Offers views of the many yachts in the harbor. Since I did not arrive by my personal yacht, I booked a harbor tour by boat. The tour took us around the port for one hour. Another great option is to use boats as transports to other cities. The boat cruises offer many spectacular spots in the Mediterranean. In the summertime, there are ferries going to Monaco and other destinations.

  • Place Garibaldi - Nice

One of the main squares in the city. There are many restaurants and famous gelato places in the square. In the evenings, there are many street performers including musicians in the square. I encourage travelers to spend time here.
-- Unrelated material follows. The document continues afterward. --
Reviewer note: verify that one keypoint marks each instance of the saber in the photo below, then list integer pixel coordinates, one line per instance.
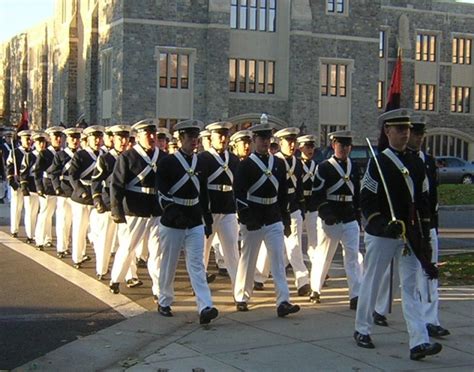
(392, 214)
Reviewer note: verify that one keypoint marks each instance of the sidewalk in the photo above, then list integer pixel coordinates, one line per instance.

  • Albert 1er Garden - Nice

A lovely park close to the beach close on Place Messan. The park dates back to one century. It is a great place to eat lunch, read a book, look at art exhibits among other activities. It is free and worth visiting

  • Le Cenac - Nice

The plat du jour specials were fantastic.

  • Musee Granet - Aix-En-Provence

A world-class museum with two different separate buildings. Each building has different collections. The main building has archaeological relics and classical paintings from Rembrandt and other masters. The second building Granet XXE, Jean Planque Collection, has numerous works painted by modern artists including Renoir, Gauguin, Van Gogh, and Picasso. I particularly loved the Granet XXE as a lover of modern art. Since you will be issued two tickets and the two buildings are separated, safeguard the entrance tickets. There is a short walk between the buildings.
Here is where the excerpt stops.